A proposta foi prontamente acatada pela procuradora Juliana e o inquérito remetido ao STF. Só foi registrado ali em 28 de fevereiro de 2011. Caiu na relatoria do ministro Marco Aurélio Mello.

Àquela altura, Temer já era o 24° vice-presidente do país no primeiro mandato de Dilma Rousseff. Novamente, a Procuradoria Geral da República, desta feita por decisão de Roberto Gurgel, optou pelo arquivamento.

Com isso, até hoje Temer não teve seu patrimônio investigado pela Receita, apesar do considerável crescimento ao longo do tempo, como demonstrou a Brasileiros.

Em 1998, ao ser eleito deputado – antes ele foi por duas vezes suplente – contabilizava bens que totalizavam R$ 2.971.177. Depois registrou uma perda patrimonial, pois em 2006 declarou que eles somavam R$ 2.293.646. Em 2010, subiu para R$ 6.052.779 e atingiu R$ 7.521.799 em 2014.

Antes de ser político, Michel Temer foi um constitucionalista respeitável e teve carreira na Procuradoria do Estado de São Paulo. O patrimônio declarado a cada campanha é subestimado. Diz a revista:

A casa que Temer possui na zona oeste de São Paulo, de 415 metros quadrados, foi comprada em 1998 por R$ 722.977,41 e ainda é declarada por esse valor. Na Prefeitura de São Paulo seu valor venal é calculado em R$ 2.875.109. O valor de mercado do imóvel costuma ser de 20% a 40% maior que o valor venal, usado pela prefeitura para calcular o IPTU (Imposto Predial e Territorial Urbano). Temer tinha ainda dois conjuntos comerciais, de 196 metros quadrados cada um, num edifício no Itaim-Bibi. O valor venal de cada imóvel é de R$ 1.024.802. Os dois, contudo, são declarados à Justiça Eleitoral por seu valor de aquisição: R$ 190 mil”.

Também Marcelo atuava desde 1987 como servidor público, sempre por indicação do padrinho político Michel Temer, como destacou Erika. Coincidência ou não, no ano de 1998, quando Temer adquiriu sua mansão no Alto de Pinheiros, ele foi autuado por sonegação de imposto de renda em R$ 344.118,75.

Valor que, como narrou o juiz Luiz Renato Pacheco Chaves de Oliveira, então substituto na 4ª Vara Federal de São Paulo, foi pago parceladamente, sem reclamação.

No exercício seguinte, quando deixou a CODESP no mês de junho e abriu a SHODOC Consultoria e Empreendimentos Ltda., com a qual pretendia – segundo explicou Erika – alugar equipamentos para os terminais do porto, a Receita o autuou em R$ 582.308,88. No mesmo exercício de 1999, a irmã, Carla, foi multada em R$ 100.123,32.

Carla foi pega pelo fisco por ter em seu nome o Porsche que, como Erika denunciou na ação na Vara de família, foi comprado por Marcelo e colocado em nome dela.
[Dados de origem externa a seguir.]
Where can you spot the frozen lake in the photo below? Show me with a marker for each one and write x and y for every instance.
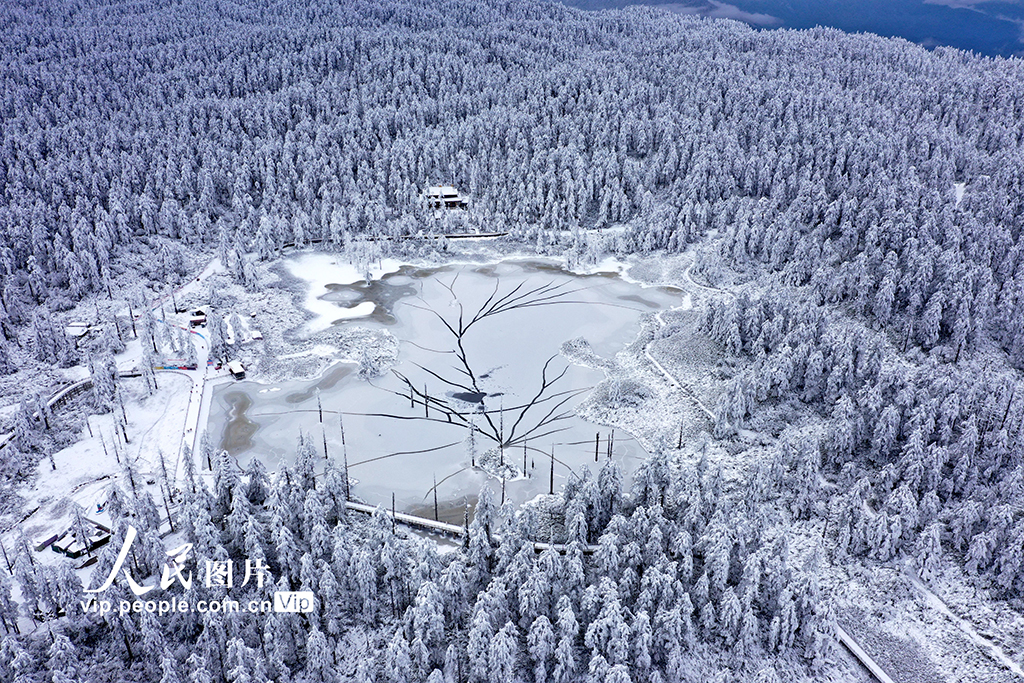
(480, 386)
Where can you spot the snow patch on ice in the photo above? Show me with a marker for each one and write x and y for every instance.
(318, 270)
(358, 310)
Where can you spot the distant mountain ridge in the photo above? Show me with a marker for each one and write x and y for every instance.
(992, 29)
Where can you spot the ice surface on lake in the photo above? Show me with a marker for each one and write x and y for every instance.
(392, 444)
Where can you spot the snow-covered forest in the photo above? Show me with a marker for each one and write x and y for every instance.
(857, 203)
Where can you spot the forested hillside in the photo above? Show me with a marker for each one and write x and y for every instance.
(862, 197)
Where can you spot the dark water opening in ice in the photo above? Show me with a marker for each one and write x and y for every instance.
(480, 391)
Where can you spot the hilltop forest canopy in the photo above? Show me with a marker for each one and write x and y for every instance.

O mesmo ocorreu com um Mercedez Benz, que estava em nome do seu pai, Ronaldo Pinto de Azeredo. Ele conseguiu passar pela fiscalização, mas ela, mesmo recorrendo ao CARF e alegando que o Porsche foi permutado com o Mercedes Benz pelo pai e que apenas emprestou o nome, não se viu livre da multa.

Marcelo teve um pouco mais de sorte. Não conseguiu, como queria, que o CARF anulasse a decisão da Receita. Alegou cerceamento de defesa. Como relatou o conselheiro Alexandre Naoki Nishioka no voto que foi acatado por unanimidade pelos membros da 1ª Turma Ordinária da 1ª Câmara do CARF, o ex-presidente da CODESP conseguiu explicar apenas 27 de 160 depósitos encontrados em suas contas bancárias pelos auditores.

Ele reduziu o valor da autuação da Receita ao provar que um depósito não declarado de R$ 127,4 mil era proveniente do lucro de uma nova empresa. Como o sigilo predomina nos casos envolvendo o Fisco, não se sabe ao certo o valor final da autuação após o desconto desse depósito não explicado.

Hoje, Marcelo, como mostra a certidão da Receita aqui reproduzida, ainda é considerado em débito com a Receita.

A grande dúvida é o que aconteceria se a Procuradoria Geral da República investigasse Michel Temer. Ele sofreria uma autuação por patrimônio a descoberto, como aconteceu com o cupincha?